In 1998, the average large company American CEO's compensation was 419 times that of the average manufacturing worker, up from 326 times last year and 42 times as recently as 1980. At Citigroup, Mr. Weill's compensation is probably more than 5,000 times higher than the lowest paid employee. That's staggering. Let me give you a graphic illustration to make these enormous numbers more real.
A few blocks from this hall, the Empire State Building rises 1,454 feet above the New York City skyline. If Mr. Weill's $167 million total compensation in 1998 were represented by the height of the Empire State Building, how tall would the buildings represented by other Citigroup workers be? The typical teller or back office worker, earning $30,000 a year, would be represented by a building just three inches tall. A well-compensated Citigroup manager, earning $100,000 a year, would be represented by a building just 10 inches tall.
Such towering discrepancies between corporate leaders and those they seek to lead create obvious problems within the corporation. The short-term nature of present compensation policies offer a perverse incentive that rewards the few at the top for laying off large numbers of workers. This leaves the majority of workers more economically insecure, fearful that their jobs too will be downsized or restructured. Pay practices that encourage disloyalty to workers foster worker disloyalty in return.
I see the sorrowful effect of the growing divide between the have more and the have less every day in my work trying to improve the health of children and families in this country. It's shameful!
It's time for a change! It is time to re-think the incentives we offer leaders of our corporation. It is time to look at the large option grants offered our leaders who already have options worth millions of dollars, and ask "how much incentive is enough?" It is time that we refute the "great person theory of shareholder value" that one person is responsible for the vast creation of wealth. It is time that we openly discuss the effects of concentrated wealth on our company, on the economy and on our democracy.
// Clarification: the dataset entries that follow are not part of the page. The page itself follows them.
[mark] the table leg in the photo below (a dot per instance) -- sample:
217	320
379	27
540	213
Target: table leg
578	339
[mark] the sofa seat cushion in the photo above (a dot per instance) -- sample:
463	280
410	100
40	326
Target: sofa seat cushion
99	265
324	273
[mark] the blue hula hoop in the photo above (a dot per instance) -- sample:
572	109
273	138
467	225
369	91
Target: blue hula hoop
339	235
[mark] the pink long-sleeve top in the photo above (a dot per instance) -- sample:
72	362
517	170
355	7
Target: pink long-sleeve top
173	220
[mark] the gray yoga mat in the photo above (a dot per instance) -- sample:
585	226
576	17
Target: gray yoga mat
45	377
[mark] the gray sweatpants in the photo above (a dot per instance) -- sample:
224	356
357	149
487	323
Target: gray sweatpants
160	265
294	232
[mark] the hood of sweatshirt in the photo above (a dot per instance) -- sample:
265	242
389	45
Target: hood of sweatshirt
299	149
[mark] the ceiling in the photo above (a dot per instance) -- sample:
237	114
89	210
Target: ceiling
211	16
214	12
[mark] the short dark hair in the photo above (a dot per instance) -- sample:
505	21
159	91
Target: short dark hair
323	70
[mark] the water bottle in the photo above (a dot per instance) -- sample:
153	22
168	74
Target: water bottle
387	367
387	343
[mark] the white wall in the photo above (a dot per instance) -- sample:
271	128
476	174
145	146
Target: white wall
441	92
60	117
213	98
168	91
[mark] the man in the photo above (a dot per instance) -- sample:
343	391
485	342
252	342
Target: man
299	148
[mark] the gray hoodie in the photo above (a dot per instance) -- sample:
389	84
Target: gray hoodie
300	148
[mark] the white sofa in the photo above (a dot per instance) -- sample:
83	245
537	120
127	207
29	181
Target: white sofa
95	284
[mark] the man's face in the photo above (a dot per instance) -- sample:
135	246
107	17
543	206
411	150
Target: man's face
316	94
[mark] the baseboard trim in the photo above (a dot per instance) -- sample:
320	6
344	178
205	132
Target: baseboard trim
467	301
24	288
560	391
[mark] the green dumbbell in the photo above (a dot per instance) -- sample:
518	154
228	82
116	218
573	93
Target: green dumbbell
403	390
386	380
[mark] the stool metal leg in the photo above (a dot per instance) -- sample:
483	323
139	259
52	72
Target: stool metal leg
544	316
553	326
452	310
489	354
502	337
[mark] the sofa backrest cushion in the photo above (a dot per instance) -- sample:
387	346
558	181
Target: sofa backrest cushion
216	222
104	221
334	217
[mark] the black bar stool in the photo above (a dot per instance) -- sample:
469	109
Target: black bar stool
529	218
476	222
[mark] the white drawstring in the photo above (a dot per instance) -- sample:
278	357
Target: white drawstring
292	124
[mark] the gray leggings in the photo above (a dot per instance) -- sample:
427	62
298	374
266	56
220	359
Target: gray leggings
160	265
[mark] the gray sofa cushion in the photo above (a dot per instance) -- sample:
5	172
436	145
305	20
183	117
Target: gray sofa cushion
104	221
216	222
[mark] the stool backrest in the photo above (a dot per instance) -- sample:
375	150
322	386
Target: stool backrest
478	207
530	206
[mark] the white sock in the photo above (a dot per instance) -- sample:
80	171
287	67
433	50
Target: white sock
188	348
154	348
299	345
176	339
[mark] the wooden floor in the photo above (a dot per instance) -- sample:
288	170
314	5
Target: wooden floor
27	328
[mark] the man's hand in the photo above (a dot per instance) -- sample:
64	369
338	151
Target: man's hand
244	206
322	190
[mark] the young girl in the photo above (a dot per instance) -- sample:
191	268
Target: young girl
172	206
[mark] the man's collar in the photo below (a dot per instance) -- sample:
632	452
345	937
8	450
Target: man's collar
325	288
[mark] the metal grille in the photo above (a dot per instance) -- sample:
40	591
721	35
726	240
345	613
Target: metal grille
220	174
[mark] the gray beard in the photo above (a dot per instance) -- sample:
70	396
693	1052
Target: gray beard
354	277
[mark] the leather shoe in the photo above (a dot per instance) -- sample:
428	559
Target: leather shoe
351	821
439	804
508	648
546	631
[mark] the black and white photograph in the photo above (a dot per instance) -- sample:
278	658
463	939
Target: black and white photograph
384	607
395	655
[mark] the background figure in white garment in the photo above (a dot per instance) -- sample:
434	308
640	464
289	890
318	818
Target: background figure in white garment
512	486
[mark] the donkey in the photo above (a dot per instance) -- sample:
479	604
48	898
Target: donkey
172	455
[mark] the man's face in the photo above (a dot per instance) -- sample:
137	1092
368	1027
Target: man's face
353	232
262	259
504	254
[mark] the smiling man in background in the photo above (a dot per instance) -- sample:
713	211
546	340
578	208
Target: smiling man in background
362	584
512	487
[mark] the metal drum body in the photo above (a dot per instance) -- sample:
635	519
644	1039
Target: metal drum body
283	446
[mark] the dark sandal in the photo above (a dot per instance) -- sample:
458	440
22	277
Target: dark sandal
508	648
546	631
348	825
Our proposal offers one simple solution to begin this discussion. We ask that Citigroup establish a ratio between highest and lowest paid workers. We ask that the success of our company's leaders be linked to the success and security of their colleagues, the co-creators of value for shareholders, customers and society.
America stands at an important crossroads. Will we head into the next century as a nation divided by two sets of economic values: one that operates on a "winner takes all" principle, the other founded on the deeply seated American dream that all people who work hard deserve economic security and the opportunity to improve their lot in life? The answer to this question is up to us -- as people -- as citizens -- and as shareholders.
Mr. Weill, you certainly deserve your reputation as a corporate leader. You also are known for your strong support of minority business development and socially-responsible investing. I was taught by my parents that with privilege comes responsibility. We stand before you today to challenge you to be a leader in the movement toward responsible wealth.
Please vote "FOR" resolution number 6. Thank you.